The Huskies can’t keep their hands to themselves. The 14-7 University of Washington men’s basketball team (6-3 Pac-12) are the most frequent foulers in Division I basketball, committing 24.8 personal fouls per game, and opposing teams are cashing in big.
Entering the 8 p.m. Wednesday night game (ESPNU) at Arizona State (2-7, 12-10), Washington has committed 521 personal fouls. Only five teams in Division I have committed more: The Citadel (570), Bradley (531), Portland (528), Chicago State (526) and Arkansas-Pine Bluff (524).

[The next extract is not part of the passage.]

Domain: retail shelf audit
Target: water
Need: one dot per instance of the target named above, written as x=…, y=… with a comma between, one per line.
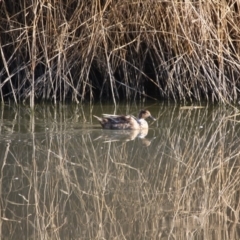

All have played at least two more games than the Huskies.
Coach Lorenzo Romar said that while the Huskies have to stop giving up easy fouls, such as after surrendering offensive rebounds, or far away from the basket, his freshman-heavy team has to strike a balance between aggression and apprehension.
“We have to continue to address it, because there is a balance of the aggressive ‘go, go, go’ (offensive) attack, and ‘Show your hands, don’t attack,’ ” said Romar Tuesday. “To defend the way we want, we feel, ‘OK, I am guarding the ball and he makes one quick move, I’m going to foul him. If I really get up and deny, I may foul.’ So we might back off subconsciously a little bit.”
A little backing off would help the Huskies, who have surrendered an average of 22.5 points per loss from the free throw line. In all seven losses, the only margin not covered by that average was a 99-67 shellacking by Arizona Jan. 14.
The other concern from the foul-a-palooza is foul-outs. Washington is nearly lapping the field in D-I for disqualifications. The Huskies have 36. No. 2 Northern Colorado has 23.
If the Huskies roster were deeper, the DQs might not be so great a concern (nor as plentiful, with more numbers to thin out foul accumulation). But Washington has only three traditional forwards, freshmen Marquese Chriss and Noah Dickerson, along with junior college transfer Malik Dime. The three account for 21 disqualifications, often leaving the paint vulnerable late in the game, as what little size they have watches from the bench.
Senior guard Andrew Andrews, the conference’s leading scorer, becomes cautious offensively once he picks up his third or fourth foul, since his favored in-traffic drive to the hoop could lead to charging fouls. Notably, in a close win against UCLA Thursday, Andrews was forced to sit for long stretches in the second half after picking up a fourth foul.
Once Andrews returned, he sank four, game-deciding free throws, highlighting the necessity of keeping Washington’s key players on the court.
What Andrews’ performance also highlights is the success the Huskies enjoy, even as they foul at rates that would make the Legion of Boom blush.
The other five teams with a greater foul total than Washington are a collective 31-87, a win percentage of 26.3.
Washington’s name is already in the mix for the 68-team NCAA tournament in March. Whether the young Huskies can learn to keep their hands to themselves will determine whether they have more in them than one-and-done at conference tournament in Las Vegas, and the big dance.